バブル時代vs昭和レトロ コカ・コーラ 千葉真一 円谷英二 登場

2022年08月16日 | おもしろ映像

 「どっちが本物の日本か、キミが決めてくれ!」

 盆休みのある日、地元の中華屋で、そんなことを言い出したのは友人シジョウ君であった。

 ことの発端は、シジョウ君がナワテ君という友人と酢豚で一杯やっていて、

 

 「理想の我が国、本物の日本とはなにか」

 

 という、高尚かつ中2病的テーマで議論していたときのこと。

 そこで意見が対立し、激論となり、ついにはつかみ合いのケンカに発展。

 このままでは相手の顔にチャーハンをぶっかけ、鼻の穴に春巻をねじこむ泥仕合に突入しかけかねない。

 そこで、冷静な第三者にジャッジしてもらおうと、不肖この私が呼び出されたというわけだ。

 いい歳して阿呆であり、「本物の日本」といわれても、急になんやねんだが、なにやらむやみにスケールのデカイ話ではある。

 そんなもんを「オレが決める」となれば、なんだかずいぶん大物というか、本宮ひろしのマンガみたいで、気分もアガるではないか。

 ふむ、よきに計らえ。で、シジョウ君が言う「本物の日本」とはなんなのかと問うならば、

 

 「そんなもん、コカ・コーラのCM。I FEEL COKEに決まってるやないか!」

 

 コカ・コーラの宣伝。あったなあ。

 私が子供のころだから、昭和の時代。西暦でいえば80年代に、よくテレビでやってたよ。

 

 「はじめーてじゃーなーいのさぁ♪」

 

 歌ってみれば、40代以上の方は思い出すのではないか。

 なんかやたらに、さわやかで、バブルのころのイケイケ感とか、アメリカへの強い憧憬とが多分にふくまれた、時代性バリバリのシリーズだ。

 

 

 

 

 

 

 

 

 くわしくはYouTubeなどで見ていただくとして(こちら)、これはなつかしい。みんな、すげえいい笑顔だなあ。

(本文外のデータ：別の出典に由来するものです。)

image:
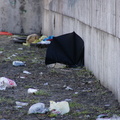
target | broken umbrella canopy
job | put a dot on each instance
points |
(67, 49)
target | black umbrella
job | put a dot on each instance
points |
(66, 49)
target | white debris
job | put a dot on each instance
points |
(68, 88)
(32, 90)
(26, 72)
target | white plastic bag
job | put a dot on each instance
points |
(32, 90)
(37, 108)
(6, 82)
(59, 107)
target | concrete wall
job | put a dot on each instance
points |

 たしか、もう10年以上前にこのCMを集めたDVDが発売されて、話題になったことがあった。

 ライムスター宇多丸さんのラジオ番組『ウィークエンド・シャッフル』でも数回取り上げられ、

 

 「敵だよ、敵!」

 「あいつが憎かったんだ。名前は知らないけど、わかるだろ? 【アイツ】だよ!」

 

 イケてない青年だった宇多さんとコンバットRECさんが、大盛り上がりにもりあがっていて、メチャクチャおもしろかったもの(そのやりとりはこちら)。

 

 「このCMやってたとき、オレはランチパックの工場で夜勤のバイトしてたんだよ!」

 

 というRECさんの過去が、あまりのハイパーリアリズムに笑っていいような、胸が痛いような。

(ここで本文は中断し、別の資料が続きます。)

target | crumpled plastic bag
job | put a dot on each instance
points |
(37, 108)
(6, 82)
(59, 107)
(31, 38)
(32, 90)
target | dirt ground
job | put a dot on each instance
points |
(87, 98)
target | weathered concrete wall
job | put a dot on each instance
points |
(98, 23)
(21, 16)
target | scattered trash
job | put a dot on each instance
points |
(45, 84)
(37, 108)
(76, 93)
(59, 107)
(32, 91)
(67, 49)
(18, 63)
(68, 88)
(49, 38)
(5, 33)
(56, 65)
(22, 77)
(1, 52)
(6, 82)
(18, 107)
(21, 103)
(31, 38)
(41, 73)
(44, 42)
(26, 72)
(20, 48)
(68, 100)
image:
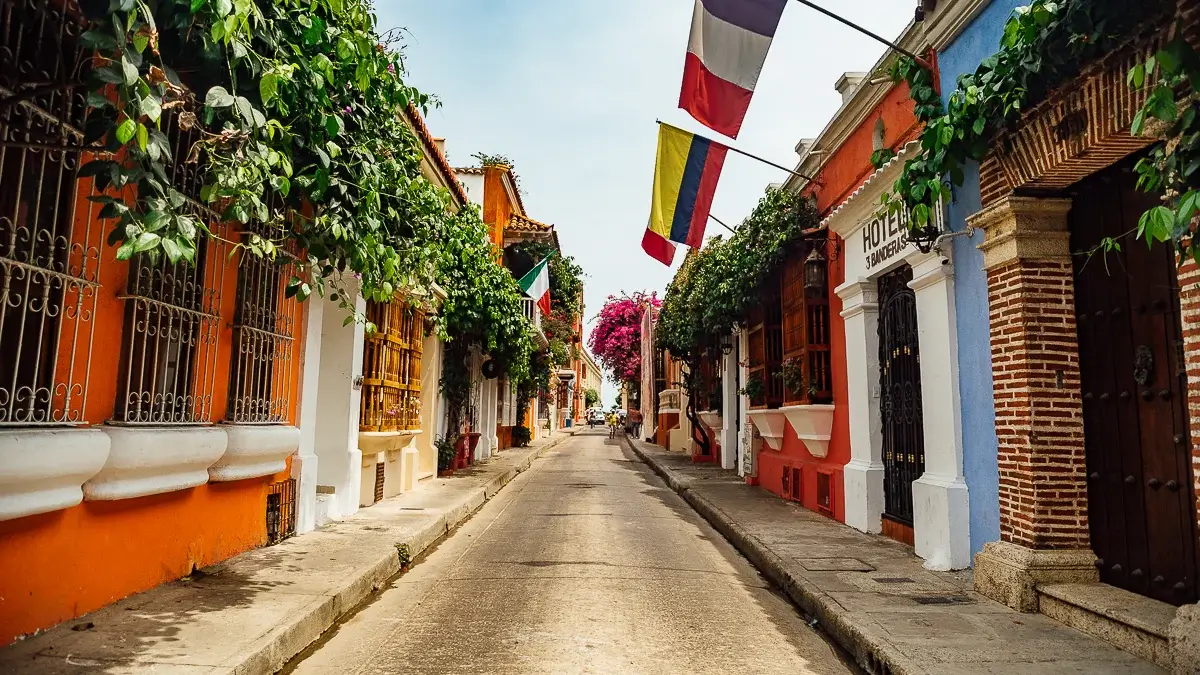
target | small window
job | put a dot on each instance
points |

 パン工場で12時間働いた後に見る、コカ・コーラのCM。

 若き日の沢木耕太郎さんの書く、社会派ルポルタージュみたい。文学やねえ。

 私自身、宇多さんやRECさんより年齢的には下の

 「大人になったらバブル終わってた

 という世代だし、そもそもリア充とか、パリピみたいな人に対するあこがれというのが、ほとんど無いタイプなので(深夜ラジオとかSFの話の方が楽しいじゃん)、

 

 「嫌う気持ちも、わかんなくもないけど、CMとしては良く出来てるからいんでね?」

 

 くらいな感じだけど、RECさんのように、怒り嫉妬軽蔑の念で平静でいられない人もいれば、

 

 「あのころの日本は輝いていた」

 「こんな青春を送る予定だったのに」

 「この時代にもどりたい……」

 

 という、結構ガチな声もあったりして、どうも私の体感以上に、このCMは「アツイ」らしい。

 

 「な、これやろ。これこそがホンマの【あるべき】日本の姿や。【正しい】歴史やろ? これをハジけさせた無能な権力者どもこそ、万死に値する!」

 

 なるほどねえ。

 まあ、岸田秀先生いうところの、アメリカコンプレックスにとらわれた近代日本が一時期とはいえ「勝った」のは真珠湾奇襲バブル経済というから(どっちも花と散りましたが)、そこに惹かれるというのは理解できるところではある。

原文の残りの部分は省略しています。